Between 2018 and 2019, a blitz of technological developments was undertaken to develop an edge computing based on a distributed architecture that offers more flexibility for integrating new technologies with high performance in data ingestion than the POC developed in the alpha cycle. Details of the system optimization can be found in Multimedia Appendix 1, section 7.

Organized into software modules, the system centralizes data encryption, storage, computation, communication, and system robustness on a single low-power, low-cost computing device. This framework, called the Innovative Easy Assistance System (NEARS)–Hub, integrates nonintrusive sensors in the smart home [47].

Several features were added to build on the alpha cycle learning and address limitations. First, the deployment of sensors was optimized, which not only simplified the installation but also minimized the technicians’ presence in the patients’ homes. The latter was a particular source of concern for both clinicians and care recipients.

Second, to facilitate rapid data collection, the VeraPlus Z-Wave Home Controller was replaced with a Raspberry Pi 3 linked with a USB Z-Wave controller, offering several options for local data preprocessing and a number of other improvements, such as the automation of collection, maintenance, and data processing; local data storage; and automation of local backups to compensate for service interruptions.

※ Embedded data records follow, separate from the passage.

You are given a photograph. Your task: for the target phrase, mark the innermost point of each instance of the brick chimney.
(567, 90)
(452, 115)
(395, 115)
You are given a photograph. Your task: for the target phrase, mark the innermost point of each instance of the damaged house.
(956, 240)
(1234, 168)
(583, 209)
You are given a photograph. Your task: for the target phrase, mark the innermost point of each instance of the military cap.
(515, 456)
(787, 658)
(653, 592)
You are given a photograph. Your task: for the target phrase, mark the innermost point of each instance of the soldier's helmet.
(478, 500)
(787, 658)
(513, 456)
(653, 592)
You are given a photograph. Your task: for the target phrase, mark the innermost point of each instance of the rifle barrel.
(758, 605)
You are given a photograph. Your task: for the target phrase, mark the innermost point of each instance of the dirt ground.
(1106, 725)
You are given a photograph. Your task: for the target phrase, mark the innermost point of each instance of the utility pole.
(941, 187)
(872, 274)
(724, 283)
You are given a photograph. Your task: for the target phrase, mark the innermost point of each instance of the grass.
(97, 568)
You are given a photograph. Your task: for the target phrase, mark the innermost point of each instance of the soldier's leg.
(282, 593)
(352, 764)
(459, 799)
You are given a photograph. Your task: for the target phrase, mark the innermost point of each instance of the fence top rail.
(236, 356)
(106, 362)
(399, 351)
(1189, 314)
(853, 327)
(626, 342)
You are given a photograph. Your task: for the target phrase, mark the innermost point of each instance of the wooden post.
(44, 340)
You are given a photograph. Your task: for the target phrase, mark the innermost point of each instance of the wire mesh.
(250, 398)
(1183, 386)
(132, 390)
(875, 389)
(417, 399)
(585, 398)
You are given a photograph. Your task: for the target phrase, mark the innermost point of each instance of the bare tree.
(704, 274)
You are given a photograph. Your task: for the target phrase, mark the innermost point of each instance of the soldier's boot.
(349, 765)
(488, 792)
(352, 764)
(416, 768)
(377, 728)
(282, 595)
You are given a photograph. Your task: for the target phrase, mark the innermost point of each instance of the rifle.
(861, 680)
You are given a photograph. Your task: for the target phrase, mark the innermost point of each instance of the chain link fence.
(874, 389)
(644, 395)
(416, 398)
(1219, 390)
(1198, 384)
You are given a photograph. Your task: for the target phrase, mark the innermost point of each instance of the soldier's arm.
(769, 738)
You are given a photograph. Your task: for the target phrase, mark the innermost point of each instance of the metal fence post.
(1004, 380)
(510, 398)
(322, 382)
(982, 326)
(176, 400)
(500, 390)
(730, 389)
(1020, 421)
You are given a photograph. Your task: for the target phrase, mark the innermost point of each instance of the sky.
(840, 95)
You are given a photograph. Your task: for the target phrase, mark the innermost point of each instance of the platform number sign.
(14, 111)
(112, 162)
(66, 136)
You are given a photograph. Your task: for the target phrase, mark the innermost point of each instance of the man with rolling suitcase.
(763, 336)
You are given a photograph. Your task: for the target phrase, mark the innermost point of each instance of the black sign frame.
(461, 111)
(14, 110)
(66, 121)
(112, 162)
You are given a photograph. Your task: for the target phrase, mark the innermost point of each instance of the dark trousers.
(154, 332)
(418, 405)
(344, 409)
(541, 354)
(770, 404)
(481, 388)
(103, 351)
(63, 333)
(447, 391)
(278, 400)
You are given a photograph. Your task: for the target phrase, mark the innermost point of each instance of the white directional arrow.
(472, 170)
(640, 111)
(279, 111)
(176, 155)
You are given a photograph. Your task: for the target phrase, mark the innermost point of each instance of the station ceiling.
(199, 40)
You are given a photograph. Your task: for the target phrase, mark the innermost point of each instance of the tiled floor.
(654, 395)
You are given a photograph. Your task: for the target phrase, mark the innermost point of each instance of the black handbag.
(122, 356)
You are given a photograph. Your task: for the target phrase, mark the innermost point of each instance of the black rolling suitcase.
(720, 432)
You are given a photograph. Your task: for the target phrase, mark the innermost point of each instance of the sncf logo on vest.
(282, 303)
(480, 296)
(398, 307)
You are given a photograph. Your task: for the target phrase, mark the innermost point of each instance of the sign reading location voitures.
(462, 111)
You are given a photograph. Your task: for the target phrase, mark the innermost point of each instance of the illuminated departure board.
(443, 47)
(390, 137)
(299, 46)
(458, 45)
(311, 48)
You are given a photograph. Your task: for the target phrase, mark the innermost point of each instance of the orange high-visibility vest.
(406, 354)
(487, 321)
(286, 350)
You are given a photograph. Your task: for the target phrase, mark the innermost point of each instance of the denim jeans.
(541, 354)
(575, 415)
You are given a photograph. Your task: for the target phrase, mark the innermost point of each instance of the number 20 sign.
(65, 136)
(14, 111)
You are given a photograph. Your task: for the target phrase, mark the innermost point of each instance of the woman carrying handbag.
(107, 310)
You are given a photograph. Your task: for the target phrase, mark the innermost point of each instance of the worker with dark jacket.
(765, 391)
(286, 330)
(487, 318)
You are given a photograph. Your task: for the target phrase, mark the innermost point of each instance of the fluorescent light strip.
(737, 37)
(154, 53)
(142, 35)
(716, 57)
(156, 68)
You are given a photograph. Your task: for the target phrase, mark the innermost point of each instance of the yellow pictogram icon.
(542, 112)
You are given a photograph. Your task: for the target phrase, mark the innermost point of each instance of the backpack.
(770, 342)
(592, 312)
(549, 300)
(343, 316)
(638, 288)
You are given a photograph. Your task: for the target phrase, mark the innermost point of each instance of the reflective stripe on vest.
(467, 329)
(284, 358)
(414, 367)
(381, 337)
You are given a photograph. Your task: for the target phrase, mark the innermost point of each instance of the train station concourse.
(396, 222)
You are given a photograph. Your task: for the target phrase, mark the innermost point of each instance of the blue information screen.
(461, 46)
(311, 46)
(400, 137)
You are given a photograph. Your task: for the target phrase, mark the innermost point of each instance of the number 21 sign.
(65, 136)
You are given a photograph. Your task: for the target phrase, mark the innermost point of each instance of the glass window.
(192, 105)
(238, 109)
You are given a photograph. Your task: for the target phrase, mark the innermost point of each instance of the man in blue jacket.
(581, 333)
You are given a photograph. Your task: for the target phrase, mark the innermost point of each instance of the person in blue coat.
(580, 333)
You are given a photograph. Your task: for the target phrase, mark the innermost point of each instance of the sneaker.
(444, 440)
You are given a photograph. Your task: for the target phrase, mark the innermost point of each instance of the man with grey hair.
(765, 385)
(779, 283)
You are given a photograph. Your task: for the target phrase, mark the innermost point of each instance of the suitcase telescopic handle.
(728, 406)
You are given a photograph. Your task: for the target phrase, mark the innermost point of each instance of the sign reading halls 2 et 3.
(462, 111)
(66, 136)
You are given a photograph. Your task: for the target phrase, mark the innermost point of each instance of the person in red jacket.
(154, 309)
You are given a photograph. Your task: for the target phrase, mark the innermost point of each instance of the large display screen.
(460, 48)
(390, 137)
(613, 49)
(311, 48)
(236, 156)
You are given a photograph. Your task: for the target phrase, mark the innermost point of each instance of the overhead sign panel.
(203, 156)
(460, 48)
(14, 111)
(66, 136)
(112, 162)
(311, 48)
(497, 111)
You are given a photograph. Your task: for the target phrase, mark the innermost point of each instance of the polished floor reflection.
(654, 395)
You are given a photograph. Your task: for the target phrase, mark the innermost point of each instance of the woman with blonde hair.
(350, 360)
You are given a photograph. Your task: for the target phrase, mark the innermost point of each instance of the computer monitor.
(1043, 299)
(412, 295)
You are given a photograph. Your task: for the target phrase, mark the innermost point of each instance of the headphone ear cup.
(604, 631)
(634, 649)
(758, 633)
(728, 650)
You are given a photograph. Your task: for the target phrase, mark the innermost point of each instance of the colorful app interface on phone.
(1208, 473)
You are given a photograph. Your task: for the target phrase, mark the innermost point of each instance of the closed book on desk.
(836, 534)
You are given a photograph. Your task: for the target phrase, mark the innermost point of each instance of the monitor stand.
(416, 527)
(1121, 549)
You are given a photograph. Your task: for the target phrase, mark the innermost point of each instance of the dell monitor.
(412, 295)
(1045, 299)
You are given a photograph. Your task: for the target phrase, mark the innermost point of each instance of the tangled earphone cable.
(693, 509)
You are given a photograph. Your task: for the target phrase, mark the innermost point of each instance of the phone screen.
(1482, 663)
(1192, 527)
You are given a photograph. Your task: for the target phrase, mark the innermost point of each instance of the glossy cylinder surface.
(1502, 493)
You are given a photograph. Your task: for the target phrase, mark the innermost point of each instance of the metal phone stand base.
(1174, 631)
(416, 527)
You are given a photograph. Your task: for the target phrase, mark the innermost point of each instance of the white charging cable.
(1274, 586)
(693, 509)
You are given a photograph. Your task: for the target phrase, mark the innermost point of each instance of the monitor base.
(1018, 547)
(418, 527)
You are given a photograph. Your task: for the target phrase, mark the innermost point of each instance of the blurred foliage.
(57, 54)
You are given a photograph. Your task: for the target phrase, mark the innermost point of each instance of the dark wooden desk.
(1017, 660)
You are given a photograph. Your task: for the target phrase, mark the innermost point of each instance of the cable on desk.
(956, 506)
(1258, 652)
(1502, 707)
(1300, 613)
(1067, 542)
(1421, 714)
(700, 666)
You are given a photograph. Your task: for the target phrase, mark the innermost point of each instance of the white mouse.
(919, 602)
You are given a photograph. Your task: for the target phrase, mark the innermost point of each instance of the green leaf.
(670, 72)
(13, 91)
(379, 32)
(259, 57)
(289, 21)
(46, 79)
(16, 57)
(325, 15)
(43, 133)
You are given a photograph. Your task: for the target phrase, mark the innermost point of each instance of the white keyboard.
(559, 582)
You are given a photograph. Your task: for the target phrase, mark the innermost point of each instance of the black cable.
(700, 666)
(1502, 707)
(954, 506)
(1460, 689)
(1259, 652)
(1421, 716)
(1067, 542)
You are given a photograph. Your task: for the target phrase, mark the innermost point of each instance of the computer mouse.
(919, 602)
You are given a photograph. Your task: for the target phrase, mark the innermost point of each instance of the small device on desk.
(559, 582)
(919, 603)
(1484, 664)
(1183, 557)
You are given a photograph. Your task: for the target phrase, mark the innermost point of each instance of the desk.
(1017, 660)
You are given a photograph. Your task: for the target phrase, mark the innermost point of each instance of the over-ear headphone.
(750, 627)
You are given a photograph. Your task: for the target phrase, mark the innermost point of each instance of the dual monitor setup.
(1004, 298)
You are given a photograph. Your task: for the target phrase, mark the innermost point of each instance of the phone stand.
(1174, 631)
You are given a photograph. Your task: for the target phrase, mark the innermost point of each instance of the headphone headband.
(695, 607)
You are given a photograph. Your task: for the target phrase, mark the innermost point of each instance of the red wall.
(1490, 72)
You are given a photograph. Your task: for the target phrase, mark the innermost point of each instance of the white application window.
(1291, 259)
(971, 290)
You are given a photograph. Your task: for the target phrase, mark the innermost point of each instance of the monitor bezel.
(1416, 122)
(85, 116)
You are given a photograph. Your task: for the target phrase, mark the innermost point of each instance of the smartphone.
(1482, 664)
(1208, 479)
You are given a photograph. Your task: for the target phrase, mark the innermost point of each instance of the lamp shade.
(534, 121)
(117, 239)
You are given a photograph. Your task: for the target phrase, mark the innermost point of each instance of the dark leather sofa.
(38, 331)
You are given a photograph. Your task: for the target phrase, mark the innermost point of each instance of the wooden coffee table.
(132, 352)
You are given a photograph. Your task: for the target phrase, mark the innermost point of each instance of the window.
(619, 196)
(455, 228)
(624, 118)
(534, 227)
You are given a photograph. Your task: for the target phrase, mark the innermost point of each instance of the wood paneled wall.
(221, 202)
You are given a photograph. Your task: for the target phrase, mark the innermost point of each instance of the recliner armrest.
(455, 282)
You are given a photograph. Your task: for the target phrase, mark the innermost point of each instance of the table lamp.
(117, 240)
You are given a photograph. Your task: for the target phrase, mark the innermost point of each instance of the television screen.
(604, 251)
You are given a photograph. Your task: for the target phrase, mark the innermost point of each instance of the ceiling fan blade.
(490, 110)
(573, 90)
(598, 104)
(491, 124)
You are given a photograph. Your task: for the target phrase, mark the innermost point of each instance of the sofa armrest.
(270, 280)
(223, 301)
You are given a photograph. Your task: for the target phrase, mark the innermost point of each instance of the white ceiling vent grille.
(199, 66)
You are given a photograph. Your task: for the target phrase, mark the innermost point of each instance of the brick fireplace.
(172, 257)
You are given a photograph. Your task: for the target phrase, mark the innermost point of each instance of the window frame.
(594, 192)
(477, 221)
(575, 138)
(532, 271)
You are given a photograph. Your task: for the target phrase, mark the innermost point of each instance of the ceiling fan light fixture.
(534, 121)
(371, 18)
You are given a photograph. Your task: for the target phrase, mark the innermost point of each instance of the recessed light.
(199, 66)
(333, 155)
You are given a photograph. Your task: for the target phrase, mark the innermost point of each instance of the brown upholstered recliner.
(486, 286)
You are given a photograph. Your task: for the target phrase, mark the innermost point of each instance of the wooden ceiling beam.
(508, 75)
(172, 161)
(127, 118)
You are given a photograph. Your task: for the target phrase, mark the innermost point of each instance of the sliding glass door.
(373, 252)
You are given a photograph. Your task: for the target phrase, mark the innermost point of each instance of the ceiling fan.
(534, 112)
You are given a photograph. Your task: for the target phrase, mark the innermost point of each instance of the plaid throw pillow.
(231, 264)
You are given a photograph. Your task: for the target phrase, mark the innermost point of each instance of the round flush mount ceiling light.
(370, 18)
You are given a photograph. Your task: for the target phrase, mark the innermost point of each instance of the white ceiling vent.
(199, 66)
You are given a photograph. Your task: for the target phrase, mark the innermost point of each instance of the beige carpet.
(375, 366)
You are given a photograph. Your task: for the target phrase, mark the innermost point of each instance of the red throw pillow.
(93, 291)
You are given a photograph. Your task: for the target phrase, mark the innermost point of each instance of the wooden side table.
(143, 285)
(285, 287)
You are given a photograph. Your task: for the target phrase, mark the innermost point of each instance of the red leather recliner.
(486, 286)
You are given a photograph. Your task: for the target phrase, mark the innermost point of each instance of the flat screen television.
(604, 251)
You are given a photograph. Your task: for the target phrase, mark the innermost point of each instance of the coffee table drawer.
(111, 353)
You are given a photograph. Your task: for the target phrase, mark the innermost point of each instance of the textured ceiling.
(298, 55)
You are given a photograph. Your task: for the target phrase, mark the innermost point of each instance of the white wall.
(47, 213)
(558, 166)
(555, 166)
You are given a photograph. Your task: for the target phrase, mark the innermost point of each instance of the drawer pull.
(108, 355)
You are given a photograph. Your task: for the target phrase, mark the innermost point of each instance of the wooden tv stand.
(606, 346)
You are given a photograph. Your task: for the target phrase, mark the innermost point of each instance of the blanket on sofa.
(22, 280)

Third, 2 additional types of sensors were integrated into the ecosystem: a heavy-appliance smart electric switch to monitor oven use and pressure mattress sensors that could be added to the bed or couch.

Fourth, a major achievement was compliance with the safety and confidentiality standards required by the Quebec Ministry of Health and Social Services.

Fifth, a web-based user interface supporting advanced data visualization and comparison tools, called NEARS-SAPA, was designed for clinicians, enabling them to monitor (1) 5 significant ADLs (ie, sleep, eating, mobility, activity, and hygiene), (2) relevant object use (eg, fridge, television, and coffee maker), and (3) room occupancy. As a result, the platform provided a broad overview of the ADLs performed by each care recipient as well as some specific information regarding each ADL (eg, the care recipient’s sleeping schedule). To compensate for both the inability of research staff to train clinicians because of the pandemic and clinicians’ increased workload, the research team simplified reporting, sending a data summary electronically in PDF highlighting the trends and changes in ADLs for each care recipient every 2 months.

Finally, to reduce in-person home visits related to fixing technical problems, a modular and component-based IT infrastructure was built into the NEARS-Hub to solve as many maintenance issues as possible remotely.

Intervention

Strategies based on the alpha cycle were put in place to improve deployment (see Multimedia Appendix 1, section 8, for details). With the involvement of managers from each health institution, it was decided that the project and its opportunities would be presented during regularly scheduled meetings of each targeted profession. Coordinators from different professional teams were asked to promote the project to their colleagues. Although it was not considered an exclusion criterion, clinicians were alerted to poor acceptance and possible adverse outcomes of ADL telemonitoring in individuals with paranoid disorders and extensive mobility challenges.

Evaluation
Overview

For the beta cycle, the objectives were as follows: (1) to describe the characteristics of the participants and their demands for telemonitoring, (2) to describe the use and benefits of the ADL telemonitoring system on a larger scale, (3) to document facilitators of and barriers to its deployment, (4) to evaluate the usability and acceptance of the system, and (5) to estimate the costs related to system deployment and use. To respect COVID-19 sanitary guidelines, interviews and evaluations were conducted through telephone.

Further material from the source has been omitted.